Souffle nouveau

Il y a deux Fanny Bloom. La première se prélasse dans un décor des années 80 dans le vidéoclip Parfait parfait en répétant « le parfum sur toi reste collé à mes vêtements ». Insupportable. La deuxième nous scie les jambes dès les quinze premières secondes de l’album en admettant d’entrée de jeu : « Ce que je voudrais n’existe pas ». Démentiel. On le sait, du moins on l’espère : la vraie, c’est elle.

Mis à part les chansons Parfait parfait et Tes bijoux, décevantes, le reste de l’album est renversant. Si les thèmes de la rupture et de la désillusion reviennent souvent, la jeune musicienne maîtrise suffisamment bien sa plume pour que l’on ne s’en lasse pas.
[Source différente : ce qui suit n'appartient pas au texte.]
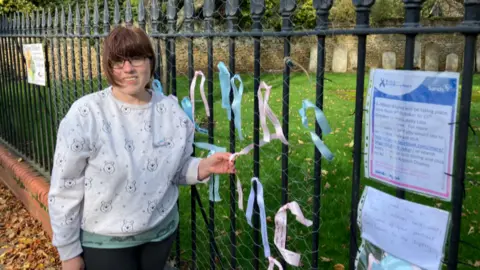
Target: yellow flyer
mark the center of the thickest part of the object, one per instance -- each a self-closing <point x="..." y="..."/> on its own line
<point x="35" y="61"/>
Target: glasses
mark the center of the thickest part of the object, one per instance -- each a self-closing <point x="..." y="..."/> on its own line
<point x="134" y="61"/>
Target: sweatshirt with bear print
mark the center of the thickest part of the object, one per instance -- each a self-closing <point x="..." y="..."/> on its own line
<point x="117" y="167"/>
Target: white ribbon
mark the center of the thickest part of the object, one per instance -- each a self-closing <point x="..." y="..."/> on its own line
<point x="290" y="257"/>
<point x="240" y="194"/>
<point x="263" y="218"/>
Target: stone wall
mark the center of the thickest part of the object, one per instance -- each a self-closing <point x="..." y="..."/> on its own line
<point x="383" y="51"/>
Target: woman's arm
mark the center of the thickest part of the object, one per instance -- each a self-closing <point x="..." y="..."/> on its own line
<point x="67" y="185"/>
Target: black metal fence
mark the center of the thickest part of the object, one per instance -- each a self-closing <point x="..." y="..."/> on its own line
<point x="72" y="46"/>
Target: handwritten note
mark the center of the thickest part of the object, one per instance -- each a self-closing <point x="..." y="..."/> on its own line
<point x="407" y="230"/>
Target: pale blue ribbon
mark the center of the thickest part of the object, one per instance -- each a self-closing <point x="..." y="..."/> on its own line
<point x="213" y="186"/>
<point x="187" y="108"/>
<point x="263" y="217"/>
<point x="237" y="104"/>
<point x="224" y="76"/>
<point x="157" y="86"/>
<point x="322" y="122"/>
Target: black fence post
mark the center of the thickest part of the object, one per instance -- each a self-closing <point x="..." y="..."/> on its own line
<point x="257" y="10"/>
<point x="412" y="19"/>
<point x="363" y="19"/>
<point x="208" y="9"/>
<point x="232" y="11"/>
<point x="189" y="28"/>
<point x="287" y="7"/>
<point x="171" y="66"/>
<point x="141" y="14"/>
<point x="471" y="19"/>
<point x="322" y="8"/>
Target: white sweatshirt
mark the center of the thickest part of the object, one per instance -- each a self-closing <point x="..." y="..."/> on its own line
<point x="117" y="167"/>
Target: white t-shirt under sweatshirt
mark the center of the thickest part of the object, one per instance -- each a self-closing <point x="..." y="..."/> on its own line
<point x="117" y="167"/>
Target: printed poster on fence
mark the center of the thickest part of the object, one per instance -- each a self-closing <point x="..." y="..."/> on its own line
<point x="398" y="234"/>
<point x="35" y="61"/>
<point x="410" y="130"/>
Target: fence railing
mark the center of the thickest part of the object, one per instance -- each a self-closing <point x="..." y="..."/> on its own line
<point x="72" y="41"/>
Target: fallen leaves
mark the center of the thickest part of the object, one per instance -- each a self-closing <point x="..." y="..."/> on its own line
<point x="24" y="243"/>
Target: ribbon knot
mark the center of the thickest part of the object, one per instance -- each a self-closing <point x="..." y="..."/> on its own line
<point x="213" y="186"/>
<point x="227" y="83"/>
<point x="157" y="86"/>
<point x="188" y="104"/>
<point x="266" y="111"/>
<point x="281" y="233"/>
<point x="322" y="122"/>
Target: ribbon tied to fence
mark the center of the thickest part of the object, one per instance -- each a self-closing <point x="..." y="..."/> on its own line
<point x="188" y="104"/>
<point x="264" y="112"/>
<point x="213" y="186"/>
<point x="322" y="122"/>
<point x="290" y="257"/>
<point x="157" y="86"/>
<point x="227" y="83"/>
<point x="263" y="221"/>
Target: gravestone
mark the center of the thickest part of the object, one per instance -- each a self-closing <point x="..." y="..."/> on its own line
<point x="478" y="60"/>
<point x="431" y="57"/>
<point x="340" y="59"/>
<point x="417" y="55"/>
<point x="451" y="62"/>
<point x="389" y="60"/>
<point x="353" y="60"/>
<point x="312" y="64"/>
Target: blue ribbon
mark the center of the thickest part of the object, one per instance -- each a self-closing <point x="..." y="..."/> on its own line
<point x="322" y="122"/>
<point x="224" y="76"/>
<point x="157" y="86"/>
<point x="187" y="108"/>
<point x="237" y="104"/>
<point x="213" y="186"/>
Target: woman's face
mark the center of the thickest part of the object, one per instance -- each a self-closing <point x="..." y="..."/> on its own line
<point x="132" y="74"/>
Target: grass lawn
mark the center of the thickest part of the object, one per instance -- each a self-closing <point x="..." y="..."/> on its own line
<point x="339" y="103"/>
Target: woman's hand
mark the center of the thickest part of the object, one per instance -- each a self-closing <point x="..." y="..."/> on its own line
<point x="218" y="163"/>
<point x="75" y="263"/>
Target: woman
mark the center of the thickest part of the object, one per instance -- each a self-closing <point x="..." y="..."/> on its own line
<point x="120" y="155"/>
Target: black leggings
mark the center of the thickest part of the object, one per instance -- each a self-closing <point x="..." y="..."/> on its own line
<point x="148" y="256"/>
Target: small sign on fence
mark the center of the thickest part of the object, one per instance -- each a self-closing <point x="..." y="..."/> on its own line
<point x="398" y="234"/>
<point x="35" y="61"/>
<point x="410" y="130"/>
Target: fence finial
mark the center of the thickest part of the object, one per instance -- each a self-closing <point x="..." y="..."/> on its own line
<point x="38" y="22"/>
<point x="141" y="14"/>
<point x="171" y="15"/>
<point x="62" y="20"/>
<point x="116" y="13"/>
<point x="323" y="8"/>
<point x="412" y="12"/>
<point x="106" y="17"/>
<point x="362" y="8"/>
<point x="208" y="8"/>
<point x="257" y="9"/>
<point x="155" y="14"/>
<point x="87" y="18"/>
<point x="78" y="26"/>
<point x="232" y="11"/>
<point x="70" y="20"/>
<point x="49" y="20"/>
<point x="27" y="23"/>
<point x="96" y="18"/>
<point x="128" y="13"/>
<point x="44" y="22"/>
<point x="33" y="21"/>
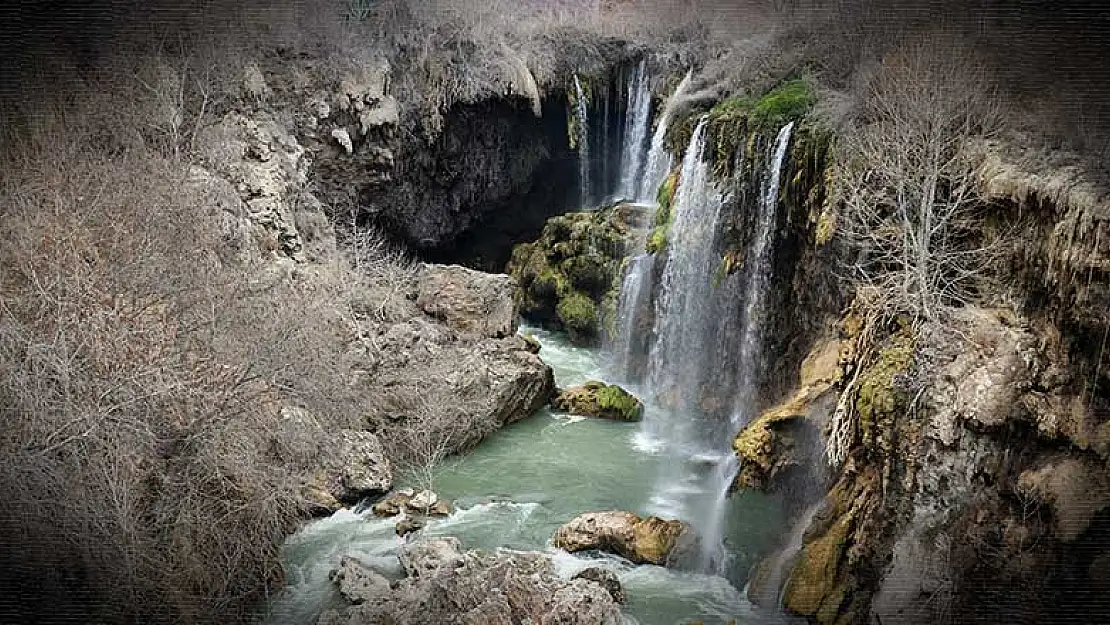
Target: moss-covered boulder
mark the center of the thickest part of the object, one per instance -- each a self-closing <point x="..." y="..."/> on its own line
<point x="601" y="400"/>
<point x="643" y="541"/>
<point x="664" y="215"/>
<point x="569" y="278"/>
<point x="770" y="444"/>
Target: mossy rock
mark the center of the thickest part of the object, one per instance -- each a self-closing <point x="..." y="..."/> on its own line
<point x="597" y="399"/>
<point x="578" y="315"/>
<point x="569" y="278"/>
<point x="814" y="588"/>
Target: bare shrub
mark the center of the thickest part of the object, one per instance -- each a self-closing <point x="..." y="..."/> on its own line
<point x="142" y="381"/>
<point x="909" y="205"/>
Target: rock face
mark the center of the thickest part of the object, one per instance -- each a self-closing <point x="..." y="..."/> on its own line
<point x="353" y="467"/>
<point x="778" y="440"/>
<point x="643" y="541"/>
<point x="473" y="303"/>
<point x="601" y="400"/>
<point x="986" y="481"/>
<point x="571" y="275"/>
<point x="606" y="578"/>
<point x="447" y="585"/>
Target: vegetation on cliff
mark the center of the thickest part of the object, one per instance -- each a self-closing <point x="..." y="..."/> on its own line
<point x="569" y="278"/>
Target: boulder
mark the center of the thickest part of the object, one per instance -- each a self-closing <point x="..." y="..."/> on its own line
<point x="604" y="577"/>
<point x="410" y="524"/>
<point x="393" y="504"/>
<point x="504" y="587"/>
<point x="473" y="303"/>
<point x="642" y="541"/>
<point x="362" y="469"/>
<point x="599" y="400"/>
<point x="359" y="583"/>
<point x="422" y="502"/>
<point x="571" y="275"/>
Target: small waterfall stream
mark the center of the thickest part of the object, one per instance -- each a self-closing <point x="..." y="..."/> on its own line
<point x="757" y="283"/>
<point x="658" y="158"/>
<point x="582" y="111"/>
<point x="636" y="124"/>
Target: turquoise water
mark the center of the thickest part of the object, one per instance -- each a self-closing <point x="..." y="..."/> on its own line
<point x="520" y="485"/>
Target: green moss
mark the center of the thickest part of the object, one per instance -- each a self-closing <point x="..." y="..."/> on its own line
<point x="616" y="400"/>
<point x="657" y="240"/>
<point x="790" y="100"/>
<point x="598" y="399"/>
<point x="578" y="313"/>
<point x="826" y="227"/>
<point x="878" y="401"/>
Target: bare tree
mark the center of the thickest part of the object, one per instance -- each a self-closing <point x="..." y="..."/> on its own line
<point x="909" y="205"/>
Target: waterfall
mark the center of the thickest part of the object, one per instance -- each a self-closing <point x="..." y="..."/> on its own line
<point x="636" y="123"/>
<point x="682" y="311"/>
<point x="635" y="295"/>
<point x="682" y="322"/>
<point x="756" y="284"/>
<point x="658" y="158"/>
<point x="583" y="119"/>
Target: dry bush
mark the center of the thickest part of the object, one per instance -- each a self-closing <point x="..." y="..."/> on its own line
<point x="147" y="459"/>
<point x="909" y="207"/>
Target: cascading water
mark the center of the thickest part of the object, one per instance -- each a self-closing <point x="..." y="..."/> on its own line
<point x="682" y="324"/>
<point x="755" y="294"/>
<point x="635" y="135"/>
<point x="682" y="315"/>
<point x="658" y="158"/>
<point x="635" y="295"/>
<point x="758" y="275"/>
<point x="582" y="113"/>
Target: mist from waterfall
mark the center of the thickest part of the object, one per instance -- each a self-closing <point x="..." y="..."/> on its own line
<point x="758" y="265"/>
<point x="695" y="336"/>
<point x="635" y="135"/>
<point x="633" y="306"/>
<point x="582" y="113"/>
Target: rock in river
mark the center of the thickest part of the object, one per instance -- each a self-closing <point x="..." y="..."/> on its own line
<point x="643" y="541"/>
<point x="601" y="400"/>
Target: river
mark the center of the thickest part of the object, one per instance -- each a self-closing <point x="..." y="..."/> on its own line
<point x="520" y="485"/>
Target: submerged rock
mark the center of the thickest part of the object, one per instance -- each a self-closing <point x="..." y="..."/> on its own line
<point x="642" y="541"/>
<point x="393" y="504"/>
<point x="606" y="578"/>
<point x="571" y="275"/>
<point x="359" y="583"/>
<point x="410" y="524"/>
<point x="601" y="400"/>
<point x="447" y="585"/>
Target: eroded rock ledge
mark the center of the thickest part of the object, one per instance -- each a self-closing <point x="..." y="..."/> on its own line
<point x="444" y="584"/>
<point x="642" y="541"/>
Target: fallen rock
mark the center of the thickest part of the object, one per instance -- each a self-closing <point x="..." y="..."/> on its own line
<point x="597" y="399"/>
<point x="504" y="587"/>
<point x="422" y="502"/>
<point x="409" y="524"/>
<point x="442" y="507"/>
<point x="426" y="556"/>
<point x="606" y="578"/>
<point x="359" y="583"/>
<point x="473" y="303"/>
<point x="393" y="504"/>
<point x="362" y="469"/>
<point x="642" y="541"/>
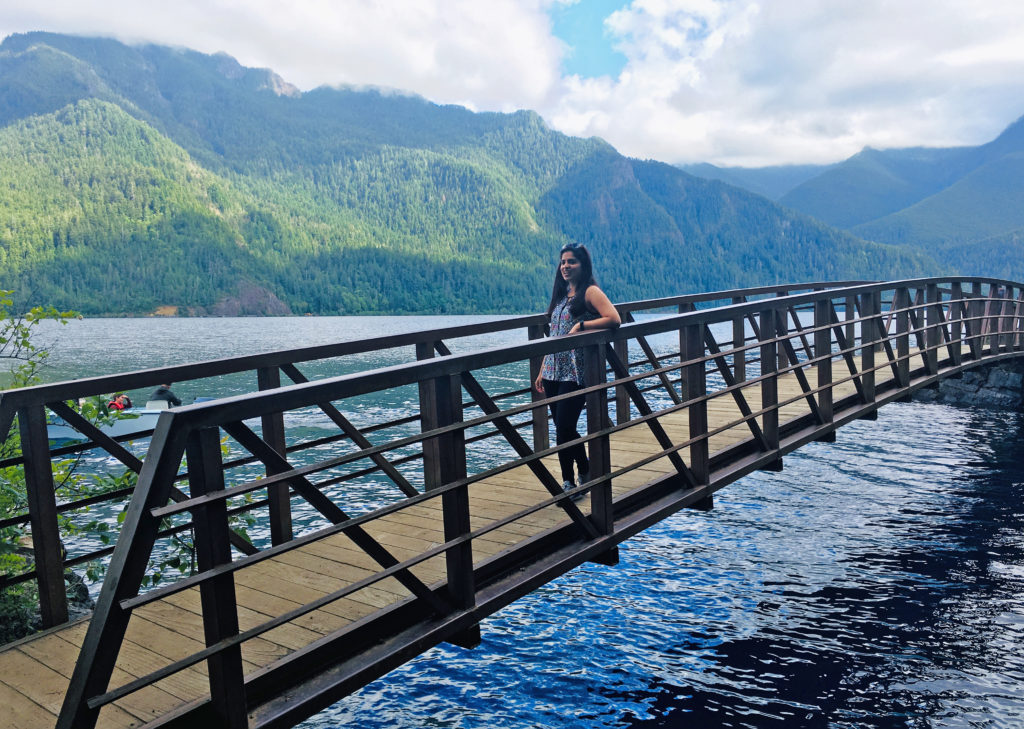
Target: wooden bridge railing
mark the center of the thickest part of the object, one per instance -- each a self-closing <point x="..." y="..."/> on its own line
<point x="29" y="409"/>
<point x="749" y="382"/>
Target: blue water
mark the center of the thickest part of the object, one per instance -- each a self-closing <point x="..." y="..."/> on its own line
<point x="877" y="582"/>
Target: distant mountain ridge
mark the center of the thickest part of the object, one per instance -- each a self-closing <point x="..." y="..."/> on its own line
<point x="139" y="177"/>
<point x="944" y="201"/>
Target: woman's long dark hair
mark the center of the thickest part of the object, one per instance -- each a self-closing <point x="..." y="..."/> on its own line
<point x="586" y="280"/>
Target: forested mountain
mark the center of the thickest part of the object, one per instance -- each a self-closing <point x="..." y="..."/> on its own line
<point x="139" y="177"/>
<point x="963" y="205"/>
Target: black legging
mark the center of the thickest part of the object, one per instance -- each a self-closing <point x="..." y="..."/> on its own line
<point x="566" y="416"/>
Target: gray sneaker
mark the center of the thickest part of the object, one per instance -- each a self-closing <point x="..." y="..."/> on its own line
<point x="584" y="477"/>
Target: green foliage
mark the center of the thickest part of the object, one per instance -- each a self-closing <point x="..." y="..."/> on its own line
<point x="23" y="358"/>
<point x="155" y="177"/>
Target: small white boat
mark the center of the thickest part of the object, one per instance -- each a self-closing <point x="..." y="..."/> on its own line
<point x="138" y="419"/>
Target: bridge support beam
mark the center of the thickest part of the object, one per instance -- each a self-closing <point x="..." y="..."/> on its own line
<point x="694" y="388"/>
<point x="213" y="548"/>
<point x="279" y="499"/>
<point x="43" y="515"/>
<point x="769" y="320"/>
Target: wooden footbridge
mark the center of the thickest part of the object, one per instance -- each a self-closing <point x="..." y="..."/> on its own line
<point x="389" y="534"/>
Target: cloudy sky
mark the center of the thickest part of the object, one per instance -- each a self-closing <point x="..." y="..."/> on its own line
<point x="732" y="82"/>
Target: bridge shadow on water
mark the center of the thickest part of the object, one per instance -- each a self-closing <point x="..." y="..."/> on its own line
<point x="857" y="587"/>
<point x="816" y="597"/>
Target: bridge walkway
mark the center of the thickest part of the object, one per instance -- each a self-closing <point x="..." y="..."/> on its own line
<point x="35" y="673"/>
<point x="265" y="639"/>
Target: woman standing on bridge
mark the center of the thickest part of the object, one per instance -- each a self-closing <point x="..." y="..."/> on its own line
<point x="577" y="305"/>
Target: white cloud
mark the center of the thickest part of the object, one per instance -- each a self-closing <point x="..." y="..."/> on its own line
<point x="727" y="81"/>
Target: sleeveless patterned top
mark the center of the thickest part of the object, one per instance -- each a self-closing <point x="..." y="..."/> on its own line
<point x="562" y="367"/>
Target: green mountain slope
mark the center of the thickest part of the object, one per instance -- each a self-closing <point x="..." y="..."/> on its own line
<point x="772" y="182"/>
<point x="986" y="203"/>
<point x="144" y="176"/>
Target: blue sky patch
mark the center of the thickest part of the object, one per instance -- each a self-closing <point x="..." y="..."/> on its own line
<point x="581" y="26"/>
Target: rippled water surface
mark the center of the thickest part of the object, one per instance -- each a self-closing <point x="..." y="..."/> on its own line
<point x="877" y="582"/>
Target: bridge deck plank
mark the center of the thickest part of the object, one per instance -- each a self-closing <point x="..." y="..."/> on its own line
<point x="171" y="628"/>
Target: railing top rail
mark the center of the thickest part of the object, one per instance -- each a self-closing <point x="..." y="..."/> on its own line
<point x="294" y="396"/>
<point x="73" y="389"/>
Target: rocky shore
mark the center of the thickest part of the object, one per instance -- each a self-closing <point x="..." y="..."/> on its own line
<point x="999" y="385"/>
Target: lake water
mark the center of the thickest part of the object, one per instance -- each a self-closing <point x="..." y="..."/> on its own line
<point x="877" y="582"/>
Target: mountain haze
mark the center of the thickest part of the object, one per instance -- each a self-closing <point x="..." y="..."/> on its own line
<point x="965" y="206"/>
<point x="142" y="176"/>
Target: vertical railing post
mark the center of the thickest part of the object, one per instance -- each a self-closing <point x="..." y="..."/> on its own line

Elle nous livre quatorze textes que l’on apprécie pour autant de raisons : la nature brute de Ce que je voudrais, la naïveté de Respirer la fumée, la douce ironie de Apprentie guerrière.

Sa voix, parfois cassante et légèrement venteuse, assure l’équilibre parfait entre les paroles et les mélodies. C’est d’ailleurs une des rares voix « de petite fille » dont on n’est pas saturé après le premier couplet. Quelques mots nous échappent, par contre, et il faut retourner dans le livret pour bien les comprendre.

Les arrangements, bien que complexes, ne font jamais ombrage à la chanteuse. Notre Fanny, puisqu’on a l’impression de la connaître au bout de quelques minutes seulement, reste en premier plan, et c’est tant mieux.

Bloom, c’est un souffle nouveau dont le Québec devrait se réjouir. Une de ces découvertes « coup de poing », que l’on se surprend à écouter en boucle aujourd’hui, même si on a d’abord suspecté un charmant dédoublement de personnalité.

Reste à voir laquelle des deux Fanny aura le dessus sur l’autre.